The Data Protection Commissioner (“DPC”) recently published guidance on the use of data anonymisation and pseudonymisation techniques. In our last blog, we examined these concepts and some of the key points in the DPC’s guidance. We focused, in particular, on the difficulties in implementing these techniques and the scope of what is considered to be personal data.
We take a closer look at some of the anonymisation techniques referenced in the DPC’s guidance. We also consider data protection law obligations arising for organisations wishing to anonymise or pseudonymise certain data sets.
The Data Protection Acts 1988 and 2003 (the “Acts”) do not explicitly recognise the concepts of data anonymisation and pseudonymisation, meaning there is no prescriptive standard of anonymisation under Irish law. Consequently, an organisation hoping to employ anonymisation techniques will have to decide, on a case-by-case basis, what techniques to use to sufficiently anonymise data sets. In this regard, the DPC’s guidance note is useful for organisations wanting to assess what techniques (or combination of techniques) they should use.
The DPC’s guidance note discusses the two main forms of anonymisation, namely randomisation and generalisation.
Randomisation techniques involve altering personal data in order to remove the link between the data and the individual. There are a host of randomisation techniques available including “noise addition” and “permutation”.
Noise addition (or “noise injection”) involves the addition of random variables to personal data to reduce the risk that an individual can be identified from the data. For example, in a database which records the height of individuals, each individual’s height could be increased, or decreased, by a small amount. It can be stated to be accurate only with a certain range, such as +/-10cm.
Permutation, on the other hand, involves the swapping or shuffling of data between the records of individuals, making it harder to identify a particular individual. For example, a data set containing the height of individuals could be “randomised” by shuffling the height values so that they are no longer connected to other information about the individual. These techniques are useful in reducing the risk of inference and the matching up of data between data sets.
Generalisation involves the dilution of identifiers attributable to data subjects so that individuals cannot be singled out. This can be done by modifying the scale of data attributable to an individual. For example, a data set containing the dates of birth of individuals could be diluted by using the year as opposed to the individuals’ day and month of birth. There are a wide number of generalisation anonymisation techniques including “k-anonymity”, “aggregation”, “l-diversity” and “t-closeness”.
The DPC briefly addresses other techniques, such as masking and pseudonymisation, and observes that these techniques, while useful, merely assist in reducing the risk of identification but are not sufficient on their own in anonymising data.
What are the Legal Obligations under the Acts?
Data which has been irreversibly anonymised ceases to be “personal data” and so falls outside the scope of the Acts. However, in order to anonymise personal data, the starting assumption is that the personal data must first have been collected and processed by organisations in accordance with the Acts.

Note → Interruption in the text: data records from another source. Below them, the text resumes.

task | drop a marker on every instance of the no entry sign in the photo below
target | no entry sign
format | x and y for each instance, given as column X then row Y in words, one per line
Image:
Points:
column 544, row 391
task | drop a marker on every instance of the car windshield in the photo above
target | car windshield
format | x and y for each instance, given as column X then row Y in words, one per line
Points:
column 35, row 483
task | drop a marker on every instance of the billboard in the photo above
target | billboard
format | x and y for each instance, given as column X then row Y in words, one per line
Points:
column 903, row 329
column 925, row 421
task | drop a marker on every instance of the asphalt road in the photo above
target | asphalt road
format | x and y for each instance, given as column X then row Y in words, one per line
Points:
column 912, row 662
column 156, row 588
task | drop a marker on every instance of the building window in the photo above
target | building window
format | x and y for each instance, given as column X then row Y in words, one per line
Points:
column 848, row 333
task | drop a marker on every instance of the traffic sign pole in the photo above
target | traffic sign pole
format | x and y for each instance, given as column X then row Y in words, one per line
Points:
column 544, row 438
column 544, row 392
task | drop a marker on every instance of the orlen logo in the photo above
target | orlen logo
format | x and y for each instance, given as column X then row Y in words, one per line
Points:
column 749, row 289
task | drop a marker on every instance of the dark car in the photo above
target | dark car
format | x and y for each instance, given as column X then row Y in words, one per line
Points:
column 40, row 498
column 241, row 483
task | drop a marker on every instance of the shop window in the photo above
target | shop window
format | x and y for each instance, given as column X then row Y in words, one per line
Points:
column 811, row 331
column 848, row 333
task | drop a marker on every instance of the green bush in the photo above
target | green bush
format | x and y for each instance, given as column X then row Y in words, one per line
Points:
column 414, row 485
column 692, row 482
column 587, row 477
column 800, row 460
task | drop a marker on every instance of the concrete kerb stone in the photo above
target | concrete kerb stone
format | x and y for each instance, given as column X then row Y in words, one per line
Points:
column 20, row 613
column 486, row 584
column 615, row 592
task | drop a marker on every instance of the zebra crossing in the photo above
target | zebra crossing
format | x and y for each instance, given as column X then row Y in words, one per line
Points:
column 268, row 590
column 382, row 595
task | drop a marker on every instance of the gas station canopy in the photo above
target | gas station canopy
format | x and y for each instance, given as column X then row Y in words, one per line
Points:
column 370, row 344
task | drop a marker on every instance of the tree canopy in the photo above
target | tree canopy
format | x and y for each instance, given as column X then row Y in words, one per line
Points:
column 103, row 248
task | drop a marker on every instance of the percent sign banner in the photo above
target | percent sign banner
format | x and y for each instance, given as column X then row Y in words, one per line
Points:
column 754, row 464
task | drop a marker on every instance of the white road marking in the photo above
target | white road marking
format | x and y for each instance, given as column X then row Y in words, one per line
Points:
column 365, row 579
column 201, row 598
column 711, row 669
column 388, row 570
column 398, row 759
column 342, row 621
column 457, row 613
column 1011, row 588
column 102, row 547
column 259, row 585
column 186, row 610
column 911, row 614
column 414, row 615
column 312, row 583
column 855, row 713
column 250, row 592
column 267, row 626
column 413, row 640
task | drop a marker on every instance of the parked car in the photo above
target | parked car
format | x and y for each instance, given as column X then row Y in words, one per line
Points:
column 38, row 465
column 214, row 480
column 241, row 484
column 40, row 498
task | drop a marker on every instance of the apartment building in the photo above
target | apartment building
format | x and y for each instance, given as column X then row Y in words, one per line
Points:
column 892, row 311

According to the DPC, the process of anonymisation itself constitutes the further processing of personal data. Accordingly, if organisations wish to render personal data anonymous, this should be done in accordance with the Acts. Therefore, organisations should ensure that personal data is:
- obtained and processed fairly;
- kept only for specified, explicit and lawful purposes; and
- used only in a manner that is compatible with these purposes.
The DPC also warns that an organisation which extracts personal data from an anonymised dataset must do so fairly and in compliance with the Acts. If an organisation can identify an individual from the personal data, the organisation may become a data controller, depending on whether it meets the other criteria of a data controller under the Acts. Organisations must be aware that extracting personal data from anonymised sources may result in the organisation becoming subject to the obligations of the Acts.
Tips for Organisations
Organisations wishing to make use of anonymisation and pseudonymisation techniques should ensure to:
- Use a combination of techniques to ensure that data is sufficiently de-identified. There are inherent limitations in some anonymisation and pseudonymisation techniques. Careful consideration is required in devising appropriate anonymisation techniques.
- Take into account all means reasonably likely to be used to identify an individual – both within the organisation and held by third parties. Consideration should be given to additional data sets which an organisation may obtain and which could allow it to identify an individual.
- Test the effectiveness of anonymisation techniques regularly to ensure that they are sufficiently robust to avoid the identification of individuals. Consideration should be given to developments in re-identification technologies which may result in re-identification.
The content of this article is provided for information purposes only and does not constitute legal or other advice.